Sturgis now had the silver chalice. Tom knew what it was. A ciborium. Used in Catholic Mass to hold Communion wafers. The priest carried it to share the Body of Christ to his Parrish.

But when Sturgis opened the ciborium, it wasn’t filled with unleavened bread.

It was filled with cockroaches.

Sturgis snatched one, and held it in two fingers as it wiggled.

Aabir stuck out her tongue.

Tom squeezed his eyes shut. He could still hear the crunching. He felt his stomach flip-flop. Between the smell of burned meat, and the sound of eating bugs, he was very close to throwing up.

Then he felt a slight tickle on his nose.

His eyes sprang open and he saw Aabir holding the cup of roaches right in front of his face.

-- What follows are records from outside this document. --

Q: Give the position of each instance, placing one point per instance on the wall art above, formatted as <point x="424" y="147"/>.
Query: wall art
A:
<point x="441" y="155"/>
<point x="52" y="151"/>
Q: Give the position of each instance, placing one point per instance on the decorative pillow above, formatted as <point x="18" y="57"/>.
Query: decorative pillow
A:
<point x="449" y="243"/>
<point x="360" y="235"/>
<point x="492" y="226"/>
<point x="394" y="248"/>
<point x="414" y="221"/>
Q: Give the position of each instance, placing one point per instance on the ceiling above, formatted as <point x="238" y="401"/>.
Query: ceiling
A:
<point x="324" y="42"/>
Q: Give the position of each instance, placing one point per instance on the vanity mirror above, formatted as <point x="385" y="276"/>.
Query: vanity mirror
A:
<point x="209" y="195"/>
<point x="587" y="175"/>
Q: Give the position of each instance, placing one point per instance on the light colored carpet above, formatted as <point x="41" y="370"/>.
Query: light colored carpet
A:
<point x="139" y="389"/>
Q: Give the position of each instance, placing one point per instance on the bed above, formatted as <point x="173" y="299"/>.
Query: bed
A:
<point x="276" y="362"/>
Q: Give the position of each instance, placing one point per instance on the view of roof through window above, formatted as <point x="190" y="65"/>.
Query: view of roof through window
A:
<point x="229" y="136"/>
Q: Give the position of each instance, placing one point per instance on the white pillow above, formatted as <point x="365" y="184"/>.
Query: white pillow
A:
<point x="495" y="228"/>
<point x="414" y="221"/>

Tom knocked it away, then rolled backward, out from under the altar. His head hit the head of the upside-down Christ, and for a moment the world went wobbly. Then he slapped at a roach crawling on his cheek—

—and dropped his flashlight.

“I… took… good… care… of… your… partner… Roy…” Sturgis croaked in that otherworldly voice as he leaned over the altar. “I… will… take… care… of… you… as… well…”

Tom slashed out with his knife, cutting Sturgis across the chest. Then he got to his feet and ran.

Out of the room.

Down the hall.

Digging the light stick out of his pants just in time to see Ol’ Jasper blocking his path.